Rebecca A. Mullen, MD, MPH; Sebastian Tong, MD, MPH; Roy T. Sabo, PhD; Winston R. Liaw, MD, MPH; John Marshall; Donald E. Nease Jr, MD; Alex H. Krist, MD, MPH; John J. Frey III, MD


Ann Fam Med. 2019;17(2):108-115. 

In This Article

Abstract and Introduction


Purpose: Loneliness has important health consequences. Little is known, however, about loneliness in primary care patient populations. This study describes the prevalence of loneliness in patients presenting for primary care and associations with self-reported demographic factors, health care utilization, and health-related quality of life.

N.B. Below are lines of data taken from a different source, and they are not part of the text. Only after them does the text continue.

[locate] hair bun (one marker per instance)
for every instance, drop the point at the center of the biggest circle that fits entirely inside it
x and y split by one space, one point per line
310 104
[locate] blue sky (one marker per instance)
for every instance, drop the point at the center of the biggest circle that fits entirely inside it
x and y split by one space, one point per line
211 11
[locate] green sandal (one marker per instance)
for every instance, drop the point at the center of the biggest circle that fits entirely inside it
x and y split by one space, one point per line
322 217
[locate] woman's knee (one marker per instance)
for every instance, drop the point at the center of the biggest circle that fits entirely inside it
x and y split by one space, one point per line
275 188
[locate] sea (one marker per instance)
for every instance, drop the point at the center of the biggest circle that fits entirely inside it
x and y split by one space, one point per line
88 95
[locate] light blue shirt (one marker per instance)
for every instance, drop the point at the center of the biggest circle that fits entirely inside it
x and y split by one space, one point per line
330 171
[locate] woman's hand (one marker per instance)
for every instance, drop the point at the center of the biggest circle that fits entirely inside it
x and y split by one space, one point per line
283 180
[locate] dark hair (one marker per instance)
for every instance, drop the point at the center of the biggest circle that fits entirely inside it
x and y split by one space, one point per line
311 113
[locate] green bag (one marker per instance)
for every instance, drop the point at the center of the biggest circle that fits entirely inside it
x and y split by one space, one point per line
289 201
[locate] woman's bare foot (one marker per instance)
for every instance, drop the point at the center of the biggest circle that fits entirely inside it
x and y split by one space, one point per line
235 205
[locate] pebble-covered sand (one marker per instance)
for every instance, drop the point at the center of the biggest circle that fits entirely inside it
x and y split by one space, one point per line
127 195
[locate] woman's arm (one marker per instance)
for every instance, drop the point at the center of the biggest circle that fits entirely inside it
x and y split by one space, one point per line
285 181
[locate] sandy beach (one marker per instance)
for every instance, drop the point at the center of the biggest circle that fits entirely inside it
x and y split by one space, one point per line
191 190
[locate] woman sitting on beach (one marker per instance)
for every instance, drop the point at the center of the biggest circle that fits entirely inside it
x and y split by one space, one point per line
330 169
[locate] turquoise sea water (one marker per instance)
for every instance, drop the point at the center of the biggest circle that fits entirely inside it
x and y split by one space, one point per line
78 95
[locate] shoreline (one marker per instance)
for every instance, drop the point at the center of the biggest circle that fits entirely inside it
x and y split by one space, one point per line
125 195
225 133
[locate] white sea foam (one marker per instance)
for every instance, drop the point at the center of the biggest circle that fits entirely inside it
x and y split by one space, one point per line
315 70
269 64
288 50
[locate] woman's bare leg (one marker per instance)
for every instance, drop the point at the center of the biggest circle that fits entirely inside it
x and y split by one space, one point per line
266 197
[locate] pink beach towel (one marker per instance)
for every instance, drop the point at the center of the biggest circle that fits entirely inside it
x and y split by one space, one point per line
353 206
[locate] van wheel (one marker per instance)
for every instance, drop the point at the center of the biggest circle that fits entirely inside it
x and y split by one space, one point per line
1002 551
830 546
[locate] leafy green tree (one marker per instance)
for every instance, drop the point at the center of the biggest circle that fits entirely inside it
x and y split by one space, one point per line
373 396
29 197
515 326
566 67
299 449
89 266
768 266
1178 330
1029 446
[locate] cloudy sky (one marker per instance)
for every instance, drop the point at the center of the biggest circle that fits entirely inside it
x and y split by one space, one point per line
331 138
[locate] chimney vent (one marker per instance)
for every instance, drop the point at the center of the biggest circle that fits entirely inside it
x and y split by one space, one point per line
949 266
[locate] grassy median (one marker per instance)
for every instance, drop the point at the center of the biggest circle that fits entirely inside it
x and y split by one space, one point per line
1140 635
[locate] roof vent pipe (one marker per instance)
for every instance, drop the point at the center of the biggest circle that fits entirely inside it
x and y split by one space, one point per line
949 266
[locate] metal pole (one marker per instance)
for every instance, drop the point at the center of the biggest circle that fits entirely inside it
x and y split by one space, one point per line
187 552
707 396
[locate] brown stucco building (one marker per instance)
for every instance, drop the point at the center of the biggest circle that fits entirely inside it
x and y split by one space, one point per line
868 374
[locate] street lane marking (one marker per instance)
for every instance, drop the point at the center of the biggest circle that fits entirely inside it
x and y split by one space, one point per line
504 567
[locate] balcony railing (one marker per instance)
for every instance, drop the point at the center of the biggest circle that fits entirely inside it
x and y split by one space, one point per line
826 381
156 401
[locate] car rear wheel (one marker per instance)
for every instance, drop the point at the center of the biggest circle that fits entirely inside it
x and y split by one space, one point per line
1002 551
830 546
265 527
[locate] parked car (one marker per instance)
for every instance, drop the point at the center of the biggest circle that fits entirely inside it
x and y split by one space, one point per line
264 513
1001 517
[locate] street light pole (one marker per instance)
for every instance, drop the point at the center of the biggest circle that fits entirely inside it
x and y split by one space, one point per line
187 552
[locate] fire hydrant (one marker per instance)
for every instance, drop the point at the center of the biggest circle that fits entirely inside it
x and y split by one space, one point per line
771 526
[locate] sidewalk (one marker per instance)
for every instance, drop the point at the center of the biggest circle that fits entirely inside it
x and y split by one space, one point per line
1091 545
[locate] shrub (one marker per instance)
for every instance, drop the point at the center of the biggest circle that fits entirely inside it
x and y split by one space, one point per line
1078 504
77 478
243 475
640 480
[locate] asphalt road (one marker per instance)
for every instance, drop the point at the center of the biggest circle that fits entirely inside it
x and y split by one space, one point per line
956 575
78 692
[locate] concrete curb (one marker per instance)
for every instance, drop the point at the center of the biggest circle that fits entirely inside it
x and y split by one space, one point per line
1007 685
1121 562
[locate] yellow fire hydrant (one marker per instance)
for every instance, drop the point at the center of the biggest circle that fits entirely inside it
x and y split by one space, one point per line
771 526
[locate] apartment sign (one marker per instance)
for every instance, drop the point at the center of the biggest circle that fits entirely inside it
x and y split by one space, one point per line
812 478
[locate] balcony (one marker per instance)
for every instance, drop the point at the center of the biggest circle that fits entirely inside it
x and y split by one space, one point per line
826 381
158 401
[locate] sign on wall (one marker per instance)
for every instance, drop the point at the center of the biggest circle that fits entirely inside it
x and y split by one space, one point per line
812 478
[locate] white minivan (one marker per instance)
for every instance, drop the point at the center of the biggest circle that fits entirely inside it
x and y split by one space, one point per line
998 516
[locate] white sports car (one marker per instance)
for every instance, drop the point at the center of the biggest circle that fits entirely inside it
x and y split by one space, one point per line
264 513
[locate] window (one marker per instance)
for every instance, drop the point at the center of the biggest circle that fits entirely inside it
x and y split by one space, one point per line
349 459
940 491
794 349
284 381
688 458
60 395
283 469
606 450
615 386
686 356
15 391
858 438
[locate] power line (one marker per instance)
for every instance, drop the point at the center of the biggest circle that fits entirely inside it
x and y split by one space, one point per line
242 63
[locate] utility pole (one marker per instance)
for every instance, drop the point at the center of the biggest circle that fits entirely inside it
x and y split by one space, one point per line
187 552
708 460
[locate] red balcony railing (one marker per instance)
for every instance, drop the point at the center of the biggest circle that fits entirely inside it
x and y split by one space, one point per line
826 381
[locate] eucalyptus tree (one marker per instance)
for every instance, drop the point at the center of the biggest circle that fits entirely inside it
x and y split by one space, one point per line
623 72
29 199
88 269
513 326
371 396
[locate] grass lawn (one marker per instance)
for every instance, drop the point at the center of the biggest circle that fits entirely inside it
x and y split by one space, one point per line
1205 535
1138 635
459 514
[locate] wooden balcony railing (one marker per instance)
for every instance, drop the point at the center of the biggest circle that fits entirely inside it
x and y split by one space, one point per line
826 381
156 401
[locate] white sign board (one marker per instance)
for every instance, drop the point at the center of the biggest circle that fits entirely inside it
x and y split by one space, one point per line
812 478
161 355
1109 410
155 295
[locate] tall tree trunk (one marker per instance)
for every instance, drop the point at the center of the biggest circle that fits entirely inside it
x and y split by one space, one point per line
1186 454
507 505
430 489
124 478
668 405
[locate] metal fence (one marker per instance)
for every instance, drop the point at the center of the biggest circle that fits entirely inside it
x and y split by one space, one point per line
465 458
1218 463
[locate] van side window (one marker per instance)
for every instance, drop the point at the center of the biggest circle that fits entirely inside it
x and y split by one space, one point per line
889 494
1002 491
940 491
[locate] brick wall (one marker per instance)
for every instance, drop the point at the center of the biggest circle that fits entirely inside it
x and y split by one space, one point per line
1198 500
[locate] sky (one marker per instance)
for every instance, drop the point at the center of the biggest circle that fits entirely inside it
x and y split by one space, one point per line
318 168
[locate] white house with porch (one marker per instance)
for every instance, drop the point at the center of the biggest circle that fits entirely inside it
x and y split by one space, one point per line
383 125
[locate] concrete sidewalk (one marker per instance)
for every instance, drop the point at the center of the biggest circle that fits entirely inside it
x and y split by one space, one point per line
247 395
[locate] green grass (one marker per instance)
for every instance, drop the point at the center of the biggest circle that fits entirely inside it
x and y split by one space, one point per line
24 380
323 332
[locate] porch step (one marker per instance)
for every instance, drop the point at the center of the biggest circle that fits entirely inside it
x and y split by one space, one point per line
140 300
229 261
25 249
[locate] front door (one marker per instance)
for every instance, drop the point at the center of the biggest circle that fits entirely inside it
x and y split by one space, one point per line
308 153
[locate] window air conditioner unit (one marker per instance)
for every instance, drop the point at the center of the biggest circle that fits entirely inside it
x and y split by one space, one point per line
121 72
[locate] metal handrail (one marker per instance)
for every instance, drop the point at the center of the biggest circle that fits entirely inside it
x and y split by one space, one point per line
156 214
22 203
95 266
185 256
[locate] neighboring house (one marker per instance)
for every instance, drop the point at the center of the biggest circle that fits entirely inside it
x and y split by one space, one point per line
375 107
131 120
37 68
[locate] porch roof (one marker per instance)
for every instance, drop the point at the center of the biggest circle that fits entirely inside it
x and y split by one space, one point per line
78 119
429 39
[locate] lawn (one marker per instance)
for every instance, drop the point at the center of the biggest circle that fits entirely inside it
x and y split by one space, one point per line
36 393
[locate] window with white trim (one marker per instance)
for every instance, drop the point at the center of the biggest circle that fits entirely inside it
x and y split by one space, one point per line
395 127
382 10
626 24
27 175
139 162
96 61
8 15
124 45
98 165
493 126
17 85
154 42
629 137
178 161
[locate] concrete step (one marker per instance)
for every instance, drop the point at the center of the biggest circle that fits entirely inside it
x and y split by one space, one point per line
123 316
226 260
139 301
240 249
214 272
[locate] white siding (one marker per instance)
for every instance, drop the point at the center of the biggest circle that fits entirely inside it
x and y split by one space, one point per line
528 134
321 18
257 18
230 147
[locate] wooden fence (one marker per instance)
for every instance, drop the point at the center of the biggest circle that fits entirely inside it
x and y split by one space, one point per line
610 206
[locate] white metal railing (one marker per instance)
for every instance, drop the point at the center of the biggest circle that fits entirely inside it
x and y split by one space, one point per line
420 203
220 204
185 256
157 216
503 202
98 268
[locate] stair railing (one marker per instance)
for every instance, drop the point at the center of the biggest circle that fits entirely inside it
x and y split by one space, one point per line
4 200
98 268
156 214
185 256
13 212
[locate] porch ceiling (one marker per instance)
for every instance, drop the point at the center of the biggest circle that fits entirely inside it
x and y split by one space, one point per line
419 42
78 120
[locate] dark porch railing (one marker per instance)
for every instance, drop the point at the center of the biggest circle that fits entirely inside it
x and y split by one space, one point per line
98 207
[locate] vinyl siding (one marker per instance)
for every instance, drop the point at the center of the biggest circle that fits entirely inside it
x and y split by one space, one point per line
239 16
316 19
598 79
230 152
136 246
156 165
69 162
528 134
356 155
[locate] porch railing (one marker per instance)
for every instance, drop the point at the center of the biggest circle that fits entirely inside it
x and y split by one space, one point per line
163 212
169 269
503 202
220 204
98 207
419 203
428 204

Methods: We conducted cross-sectional surveys of adults presenting for routine care to outpatient primary care practices in 2 diverse practice-based research networks. The 3-item University of California, Los Angeles Loneliness Scale was utilized to determine loneliness.

Results: The prevalence of loneliness was 20% (246/1,235). Loneliness prevalence was inversely associated with age (P <.01) and less likely in those who were married (P<.01) or employed (P <.01). Loneliness was more common in those with lower health status (P <.01), including when adjusting for employment and relationship status (odds ratio [OR] = 1.05; 95% CI, 1.03–1.07). Primary care visits (OR = 1.07; 95% CI, 1.03–1.10), urgent care/emergency department visits (OR = 1.24; 95% CI, 1.12–1.38), and hospitalizations (OR = 1.15; 95% CI, 1.01–1.31) were associated with loneliness status. There was no significant difference in rates of loneliness between sexes (P = .08), racial categories (P = .57), or rural and urban respondents (P = .42).

Conclusions: Our findings demonstrate that loneliness is common in primary care patients and is associated with adverse health consequences including poorer health status and greater health care utilization. Further work is needed to understand the value of screening for and using interventions to treat loneliness in primary care.


Loneliness, defined as the internal perception of inadequacy of personal relationships,[1]has detrimental effects on health and is increasingly acknowledged as a public health crisis. The prevalence of loneliness is recognized to be high, and reports range from 7%[2] to 49%[3] depending on the country of origin, measurements used, age range, and subpopulations queried. In the United States, it has been reported that over one-third of the general population aged over 45 years may experience loneliness.[4]

Loneliness is connected to poor physical and mental health outcomes, including increased risk of hypertension,[5] cardiovascular disease and stroke,[6,7] depression,[8] cognitive decline and Alzheimer's disease,[9] and all-causes of mortality.[10] In fact, loneliness may be as deleterious as smoking 15 cigarettes per day.[6] While much of the literature and popular belief has focused on the relationship between loneliness and the elderly,[11] increasing attention is being paid to the patterns of social relationships that begin earlier in life and persist throughout a lifetime.[12,13] Given the identified health threats, policy makers have called for research on loneliness in diverse settings, increased consideration from the health care community, and novel interventions.[14,15]

While studies contribute to our understanding of the reach of loneliness, less is known about the appropriate clinical response, particularly with respect to primary care. In 2014, the National Academy of Medicine called for clinicians to regularly collect information on social connections and social isolation recognizing the negative implications on quality of life and health.[16] Few clinicians, however, have begun collecting these data. While valid scales for measuring loneliness exist,[17] they are not regularly used in primary care practices. Moreover, the role of primary care in treatingloneliness remains unclear.

Therefore, if the goal is to address loneliness within primary care, it is essential to understand the characteristics and behaviors of lonely individuals in this setting. This study describes the prevalence of loneliness in adults presenting to outpatient primary care practices for routine care and examines associations between loneliness and self-reported demographic factors, health status, and health care utilization.